Re-enactors said they would not have missed being part of Charleston’s sesquicentennial for anything, saying it was a chance to drift back in time.
“This is one of the four pivotal events of U.S. history,” said Mike Lussier, of Charleston, a member of the Confederate crew that fired the authentic 1847 seacoast mortar brought in from Wisconsin.
Lussier grouped Fort Sumter’s bombardment in with July Fourth, December 7 and 9/11 as the defining points of American history.
“We lost more people because of what happened here than all the wars since,” he said.
Charleston’s handling of its many Civil War events this week will help set the tone for how such ceremonies will unfold in other communities. But there remain lingering questions on how best to do it, some historians say.
“Should the 150th anniversary of Reconstruction — the first civil rights movement — also be marked?” University of South Carolina history professor Robert Weyeneth said when asked about the nation’s mind-set of Civil War remembrances.
“Should the story be continued into the era of Jim Crow segregation where the gains of Reconstruction were undermined? Is the proper end of the story really the modern civil rights movements of the 1950s and 1960s, sometimes called the Second Reconstruction? These remain open questions for how the country and communities choose,” he said.
Following in Footsteps
At Fort Johnson, state Senate President Pro Tem Glenn McConnell, R-Charleston, touched on several controversial factors that started the war.
But he concluded that no matter what someone’s position is, the states of the old Confederacy have long since reaffirmed their role in the nation.
“The South is a place where the bonds of affection are strong, and race relations have greatly improved,” he said.

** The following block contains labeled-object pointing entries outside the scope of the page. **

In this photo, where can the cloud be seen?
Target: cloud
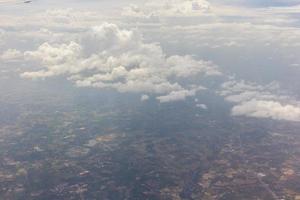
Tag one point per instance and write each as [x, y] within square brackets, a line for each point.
[202, 106]
[258, 101]
[267, 109]
[168, 8]
[109, 57]
[11, 55]
[177, 95]
[144, 97]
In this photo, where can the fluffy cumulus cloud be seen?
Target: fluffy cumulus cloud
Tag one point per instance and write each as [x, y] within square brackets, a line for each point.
[258, 101]
[267, 109]
[168, 8]
[109, 57]
[11, 55]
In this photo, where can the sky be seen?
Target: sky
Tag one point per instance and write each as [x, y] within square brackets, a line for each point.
[162, 50]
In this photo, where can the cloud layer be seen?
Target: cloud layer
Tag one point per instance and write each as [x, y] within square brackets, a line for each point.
[109, 57]
[258, 101]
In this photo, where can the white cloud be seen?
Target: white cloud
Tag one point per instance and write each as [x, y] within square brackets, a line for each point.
[267, 109]
[144, 97]
[202, 106]
[109, 57]
[258, 101]
[11, 55]
[178, 95]
[168, 8]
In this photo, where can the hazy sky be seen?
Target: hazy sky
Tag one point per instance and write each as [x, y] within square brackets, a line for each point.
[165, 50]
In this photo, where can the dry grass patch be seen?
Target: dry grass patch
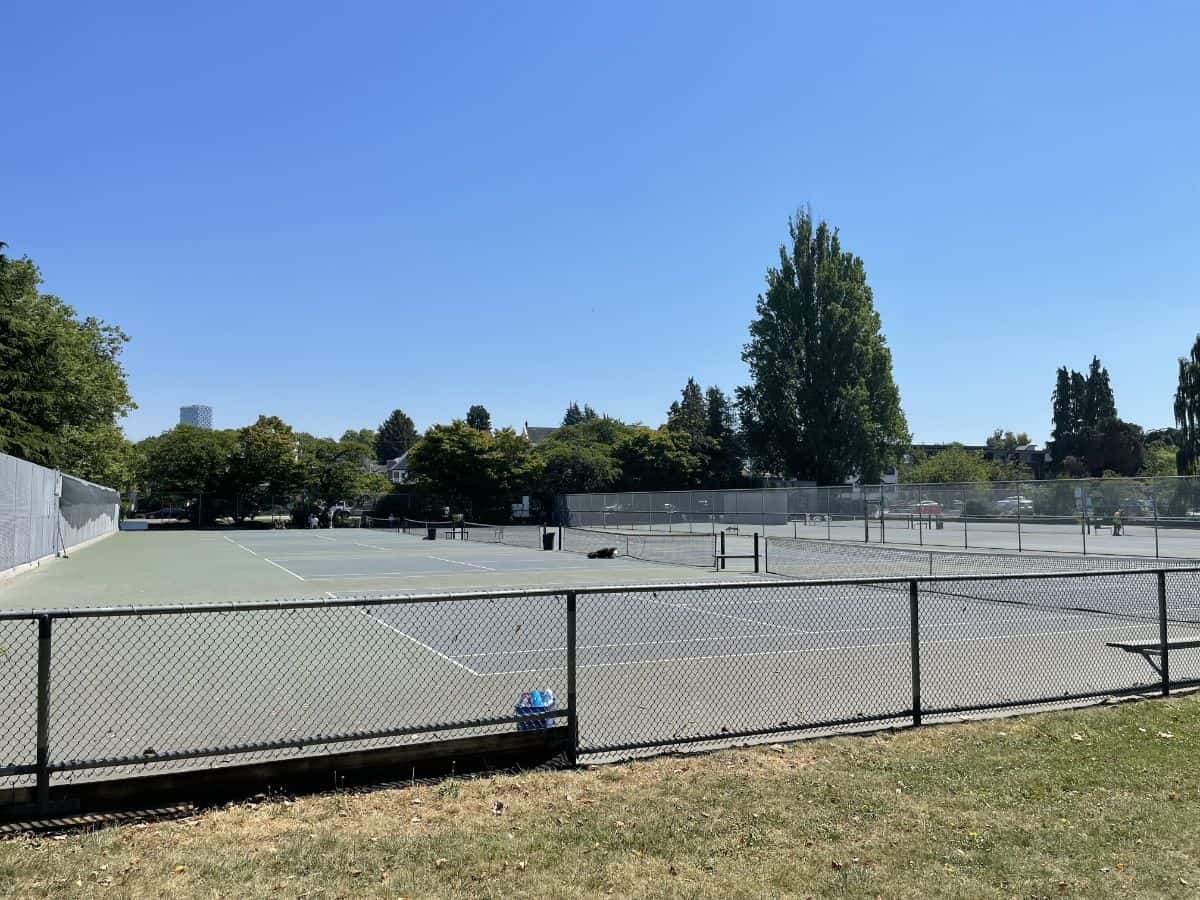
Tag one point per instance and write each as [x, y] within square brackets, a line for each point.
[1097, 803]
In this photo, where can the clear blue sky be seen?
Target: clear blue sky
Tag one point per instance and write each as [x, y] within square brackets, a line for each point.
[325, 211]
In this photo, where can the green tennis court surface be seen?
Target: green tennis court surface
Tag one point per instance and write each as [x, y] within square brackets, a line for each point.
[162, 568]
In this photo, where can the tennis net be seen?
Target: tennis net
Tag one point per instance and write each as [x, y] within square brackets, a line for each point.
[677, 547]
[514, 535]
[1105, 595]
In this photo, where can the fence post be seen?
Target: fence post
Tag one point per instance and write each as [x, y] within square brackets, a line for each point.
[573, 719]
[1153, 503]
[1020, 497]
[915, 645]
[1164, 663]
[963, 491]
[43, 713]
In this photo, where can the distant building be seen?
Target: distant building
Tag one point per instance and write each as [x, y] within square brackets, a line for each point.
[197, 414]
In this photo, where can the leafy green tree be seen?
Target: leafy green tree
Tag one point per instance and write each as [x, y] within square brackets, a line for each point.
[954, 463]
[574, 415]
[477, 472]
[331, 472]
[264, 462]
[396, 436]
[726, 451]
[689, 414]
[187, 461]
[822, 403]
[657, 460]
[1007, 441]
[61, 384]
[1187, 412]
[479, 418]
[363, 436]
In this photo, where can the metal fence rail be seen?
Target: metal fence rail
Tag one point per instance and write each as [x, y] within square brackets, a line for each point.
[101, 693]
[1156, 517]
[45, 511]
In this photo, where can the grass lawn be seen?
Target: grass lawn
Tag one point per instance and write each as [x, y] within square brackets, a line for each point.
[1092, 803]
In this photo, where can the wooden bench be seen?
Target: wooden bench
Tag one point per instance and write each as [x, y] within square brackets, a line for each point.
[1153, 648]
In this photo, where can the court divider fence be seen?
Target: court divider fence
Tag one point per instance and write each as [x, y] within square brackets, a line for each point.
[94, 694]
[45, 513]
[1158, 517]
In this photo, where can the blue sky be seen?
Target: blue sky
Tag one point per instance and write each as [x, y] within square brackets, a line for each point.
[325, 211]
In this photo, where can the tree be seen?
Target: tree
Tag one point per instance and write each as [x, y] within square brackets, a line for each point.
[264, 462]
[363, 436]
[657, 460]
[396, 436]
[61, 384]
[1187, 412]
[331, 472]
[477, 472]
[187, 461]
[479, 418]
[822, 403]
[690, 413]
[726, 450]
[954, 463]
[1007, 441]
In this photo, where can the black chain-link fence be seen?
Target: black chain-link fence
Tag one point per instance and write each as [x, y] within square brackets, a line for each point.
[96, 694]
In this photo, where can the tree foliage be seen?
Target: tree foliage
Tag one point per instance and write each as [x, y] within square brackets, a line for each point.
[478, 472]
[396, 436]
[479, 418]
[1187, 412]
[61, 384]
[822, 403]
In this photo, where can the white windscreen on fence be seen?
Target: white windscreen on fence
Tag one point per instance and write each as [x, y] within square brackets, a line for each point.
[43, 511]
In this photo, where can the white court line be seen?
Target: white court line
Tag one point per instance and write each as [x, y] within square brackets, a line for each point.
[239, 545]
[421, 643]
[283, 568]
[449, 575]
[813, 649]
[459, 562]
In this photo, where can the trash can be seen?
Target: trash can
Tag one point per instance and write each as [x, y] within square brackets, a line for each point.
[531, 703]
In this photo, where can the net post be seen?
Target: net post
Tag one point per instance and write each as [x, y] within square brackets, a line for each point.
[573, 717]
[1163, 647]
[915, 646]
[43, 713]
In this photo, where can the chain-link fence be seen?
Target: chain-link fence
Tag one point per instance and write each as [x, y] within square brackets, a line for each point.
[43, 513]
[1156, 517]
[96, 694]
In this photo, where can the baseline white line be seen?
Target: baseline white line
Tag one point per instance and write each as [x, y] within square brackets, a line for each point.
[283, 568]
[421, 643]
[805, 649]
[459, 562]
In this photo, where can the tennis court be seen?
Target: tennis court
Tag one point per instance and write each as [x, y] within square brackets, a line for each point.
[664, 654]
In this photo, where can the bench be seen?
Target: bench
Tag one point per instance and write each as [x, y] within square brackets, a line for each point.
[1153, 649]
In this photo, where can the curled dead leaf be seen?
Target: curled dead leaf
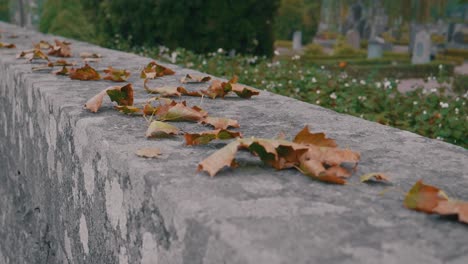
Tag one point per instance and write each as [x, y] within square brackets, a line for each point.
[189, 78]
[154, 70]
[148, 152]
[85, 73]
[116, 75]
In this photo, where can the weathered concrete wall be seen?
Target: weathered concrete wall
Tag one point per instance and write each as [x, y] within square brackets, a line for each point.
[72, 190]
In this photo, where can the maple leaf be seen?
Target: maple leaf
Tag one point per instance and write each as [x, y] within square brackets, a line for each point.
[85, 73]
[32, 55]
[95, 102]
[60, 49]
[158, 129]
[148, 152]
[63, 71]
[129, 110]
[122, 96]
[154, 70]
[317, 139]
[453, 207]
[424, 198]
[375, 176]
[42, 45]
[116, 75]
[208, 136]
[7, 45]
[179, 112]
[217, 89]
[220, 123]
[189, 78]
[89, 55]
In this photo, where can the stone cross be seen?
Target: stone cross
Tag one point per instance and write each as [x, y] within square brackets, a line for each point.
[422, 48]
[297, 40]
[353, 39]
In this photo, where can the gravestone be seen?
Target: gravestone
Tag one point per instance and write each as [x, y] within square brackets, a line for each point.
[297, 40]
[353, 39]
[375, 48]
[422, 48]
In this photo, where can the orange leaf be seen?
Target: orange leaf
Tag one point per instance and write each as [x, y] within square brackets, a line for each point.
[116, 75]
[86, 73]
[154, 70]
[317, 139]
[423, 197]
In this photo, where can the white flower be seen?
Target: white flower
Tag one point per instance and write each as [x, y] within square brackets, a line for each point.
[443, 105]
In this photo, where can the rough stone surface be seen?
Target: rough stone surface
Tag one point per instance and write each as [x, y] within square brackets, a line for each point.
[73, 191]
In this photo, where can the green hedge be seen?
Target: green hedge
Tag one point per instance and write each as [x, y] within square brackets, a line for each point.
[460, 84]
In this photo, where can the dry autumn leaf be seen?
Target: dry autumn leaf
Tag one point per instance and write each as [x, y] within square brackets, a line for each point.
[220, 123]
[208, 136]
[148, 152]
[116, 75]
[95, 102]
[122, 96]
[60, 49]
[7, 45]
[179, 112]
[86, 73]
[328, 164]
[158, 129]
[317, 139]
[375, 176]
[424, 198]
[42, 45]
[154, 70]
[189, 78]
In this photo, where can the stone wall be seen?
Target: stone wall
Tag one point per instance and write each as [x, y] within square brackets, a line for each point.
[73, 191]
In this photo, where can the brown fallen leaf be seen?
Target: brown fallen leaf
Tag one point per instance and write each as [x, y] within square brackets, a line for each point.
[317, 139]
[85, 73]
[375, 176]
[4, 45]
[42, 45]
[116, 75]
[220, 123]
[208, 136]
[154, 70]
[189, 78]
[148, 152]
[158, 129]
[95, 102]
[122, 96]
[89, 55]
[424, 198]
[60, 49]
[179, 112]
[33, 54]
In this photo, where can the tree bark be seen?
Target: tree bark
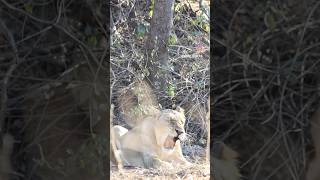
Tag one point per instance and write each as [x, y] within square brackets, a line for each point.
[157, 59]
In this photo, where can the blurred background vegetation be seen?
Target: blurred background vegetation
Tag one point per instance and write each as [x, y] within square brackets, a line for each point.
[266, 67]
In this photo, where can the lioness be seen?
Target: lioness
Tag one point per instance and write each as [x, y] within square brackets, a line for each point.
[154, 141]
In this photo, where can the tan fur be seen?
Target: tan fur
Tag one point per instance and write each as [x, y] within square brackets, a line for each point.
[136, 102]
[143, 145]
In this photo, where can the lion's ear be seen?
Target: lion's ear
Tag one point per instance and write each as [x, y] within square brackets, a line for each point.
[180, 109]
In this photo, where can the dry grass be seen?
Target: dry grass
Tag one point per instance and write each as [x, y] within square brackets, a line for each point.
[197, 171]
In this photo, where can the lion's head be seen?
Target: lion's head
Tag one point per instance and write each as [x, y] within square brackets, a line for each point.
[170, 127]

McConnell also recognized the contributions of those who took part in the war, which claimed 600,000 lives. “From their long and costly war, they bestowed upon this country enduring peace,” he concluded.

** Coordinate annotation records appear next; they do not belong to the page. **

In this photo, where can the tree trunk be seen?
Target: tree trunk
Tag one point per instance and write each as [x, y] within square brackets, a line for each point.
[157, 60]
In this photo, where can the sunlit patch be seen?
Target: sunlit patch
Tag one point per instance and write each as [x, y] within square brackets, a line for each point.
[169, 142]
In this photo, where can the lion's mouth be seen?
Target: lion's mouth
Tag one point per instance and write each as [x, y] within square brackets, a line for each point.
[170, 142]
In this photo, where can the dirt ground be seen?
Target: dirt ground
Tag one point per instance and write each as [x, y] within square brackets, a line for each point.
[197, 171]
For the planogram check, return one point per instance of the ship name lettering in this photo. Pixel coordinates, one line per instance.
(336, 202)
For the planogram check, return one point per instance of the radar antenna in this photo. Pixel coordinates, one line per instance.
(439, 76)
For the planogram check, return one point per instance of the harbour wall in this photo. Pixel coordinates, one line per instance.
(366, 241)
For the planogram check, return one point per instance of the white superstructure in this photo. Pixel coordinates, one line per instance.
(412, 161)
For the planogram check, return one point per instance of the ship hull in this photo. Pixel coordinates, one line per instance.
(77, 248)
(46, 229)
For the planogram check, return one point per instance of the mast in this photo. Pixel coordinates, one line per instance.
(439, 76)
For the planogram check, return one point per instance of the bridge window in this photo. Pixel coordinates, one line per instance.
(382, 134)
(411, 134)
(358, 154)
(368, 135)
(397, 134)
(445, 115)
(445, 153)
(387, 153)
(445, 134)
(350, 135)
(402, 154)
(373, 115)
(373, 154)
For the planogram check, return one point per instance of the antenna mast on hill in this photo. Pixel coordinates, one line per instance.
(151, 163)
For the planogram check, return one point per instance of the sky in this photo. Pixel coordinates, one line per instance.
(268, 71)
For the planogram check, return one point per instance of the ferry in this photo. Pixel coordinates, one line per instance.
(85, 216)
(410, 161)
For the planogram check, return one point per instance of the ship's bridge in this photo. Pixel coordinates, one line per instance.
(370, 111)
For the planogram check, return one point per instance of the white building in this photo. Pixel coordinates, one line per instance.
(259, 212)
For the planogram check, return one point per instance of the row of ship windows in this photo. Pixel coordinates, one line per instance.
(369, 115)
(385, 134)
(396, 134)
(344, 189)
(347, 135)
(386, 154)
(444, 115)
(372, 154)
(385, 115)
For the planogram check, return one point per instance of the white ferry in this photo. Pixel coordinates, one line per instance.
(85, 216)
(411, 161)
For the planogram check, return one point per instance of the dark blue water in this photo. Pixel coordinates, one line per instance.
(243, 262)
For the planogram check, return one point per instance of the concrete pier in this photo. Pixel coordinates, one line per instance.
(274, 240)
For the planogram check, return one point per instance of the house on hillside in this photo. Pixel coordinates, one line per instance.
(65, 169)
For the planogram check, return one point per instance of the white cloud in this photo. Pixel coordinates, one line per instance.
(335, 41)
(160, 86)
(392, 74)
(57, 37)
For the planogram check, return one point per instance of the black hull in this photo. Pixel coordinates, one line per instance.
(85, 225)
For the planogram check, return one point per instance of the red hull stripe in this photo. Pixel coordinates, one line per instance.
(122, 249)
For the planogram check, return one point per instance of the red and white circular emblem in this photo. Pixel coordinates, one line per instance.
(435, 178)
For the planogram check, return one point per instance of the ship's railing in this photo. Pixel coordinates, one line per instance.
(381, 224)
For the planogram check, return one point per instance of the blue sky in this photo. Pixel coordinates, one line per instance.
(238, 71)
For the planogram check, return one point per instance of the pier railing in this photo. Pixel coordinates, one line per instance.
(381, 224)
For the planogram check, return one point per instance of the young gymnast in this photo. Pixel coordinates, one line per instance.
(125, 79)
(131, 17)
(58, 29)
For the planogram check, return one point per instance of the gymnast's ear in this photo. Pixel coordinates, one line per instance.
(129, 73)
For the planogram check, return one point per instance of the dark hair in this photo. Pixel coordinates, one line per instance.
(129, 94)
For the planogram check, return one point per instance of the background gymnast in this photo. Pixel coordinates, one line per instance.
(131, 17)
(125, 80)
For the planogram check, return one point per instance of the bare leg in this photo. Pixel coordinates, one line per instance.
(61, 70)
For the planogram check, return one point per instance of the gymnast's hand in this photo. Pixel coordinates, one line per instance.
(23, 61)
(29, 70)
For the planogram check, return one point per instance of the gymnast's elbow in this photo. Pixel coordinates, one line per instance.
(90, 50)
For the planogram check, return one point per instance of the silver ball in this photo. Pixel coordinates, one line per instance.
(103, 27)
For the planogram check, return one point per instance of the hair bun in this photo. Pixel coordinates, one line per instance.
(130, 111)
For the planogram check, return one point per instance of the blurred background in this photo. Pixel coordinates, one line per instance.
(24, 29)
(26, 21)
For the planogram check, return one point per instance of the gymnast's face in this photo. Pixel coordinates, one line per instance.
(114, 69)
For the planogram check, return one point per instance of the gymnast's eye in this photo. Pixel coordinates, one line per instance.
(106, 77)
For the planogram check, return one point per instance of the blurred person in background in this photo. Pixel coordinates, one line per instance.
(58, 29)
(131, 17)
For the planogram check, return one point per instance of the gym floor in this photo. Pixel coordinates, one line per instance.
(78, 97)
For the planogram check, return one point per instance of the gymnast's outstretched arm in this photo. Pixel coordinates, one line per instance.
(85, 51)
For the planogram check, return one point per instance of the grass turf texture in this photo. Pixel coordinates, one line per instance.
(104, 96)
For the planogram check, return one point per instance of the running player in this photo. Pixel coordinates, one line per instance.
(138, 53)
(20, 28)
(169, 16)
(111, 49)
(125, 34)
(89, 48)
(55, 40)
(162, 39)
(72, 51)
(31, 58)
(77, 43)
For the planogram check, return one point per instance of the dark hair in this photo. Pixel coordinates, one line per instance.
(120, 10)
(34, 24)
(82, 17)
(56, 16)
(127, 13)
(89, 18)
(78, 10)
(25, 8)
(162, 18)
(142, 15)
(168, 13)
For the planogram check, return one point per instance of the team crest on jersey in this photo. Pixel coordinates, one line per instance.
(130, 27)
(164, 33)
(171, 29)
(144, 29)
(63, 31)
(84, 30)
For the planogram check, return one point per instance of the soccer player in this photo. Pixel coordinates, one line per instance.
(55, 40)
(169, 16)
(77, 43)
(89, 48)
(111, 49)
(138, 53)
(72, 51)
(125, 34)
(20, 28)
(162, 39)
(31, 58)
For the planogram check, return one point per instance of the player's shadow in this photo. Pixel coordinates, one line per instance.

Several of those in attendance at Fort Johnson said they could trace their ancestry to those who were in Charleston during the attack. One of them — John Hugh Farley, of Roswell, Ga. — had a distant relative, Henry Saxon Farley, who took part in the original mortar launch from Fort Johnson.
Farley called his involvement a mixed blessing because it brings memories “from way back.” But he added “it helps us to look at history, and learn from history.”
After the ceremony ended, several attendees broke out in song, singing the Southern anthem “Dixie.”
‘Our Survival At Stake’
Thurgood Marshall Jr., whose late father was the first black to serve on the U.S. Supreme Court, took part in an early afternoon ceremony to unveil two new postage stamps commemorating the war’s earliest battles.
Marshall, a Washington lawyer who serves on the U.S. Postal Service’s board of governors, said he was honored to be back in Charleston to mark the 150th anniversary of the firing on Fort Sumter, “an event that we all know changed the course of our history.”
“Since the founding of our country, Americans have wrestled with fundamental questions about the scope of freedom,” he said, “and we know that nothing short of our survival as a nation was at stake during the Civil War.”
Standing before the enlarged images of two stamps depicting Fort Sumter ablaze and the Battle of Bull Run in northern Virginia, Marshall said the stamps not only will help bind the country together but also celebrate the example that the United States offers every nation.
“Today, many issues remain unresolved by this uniquely American war,” he said, “yet one universal truth remains, and that is that we truly are one nation of free men and free women.”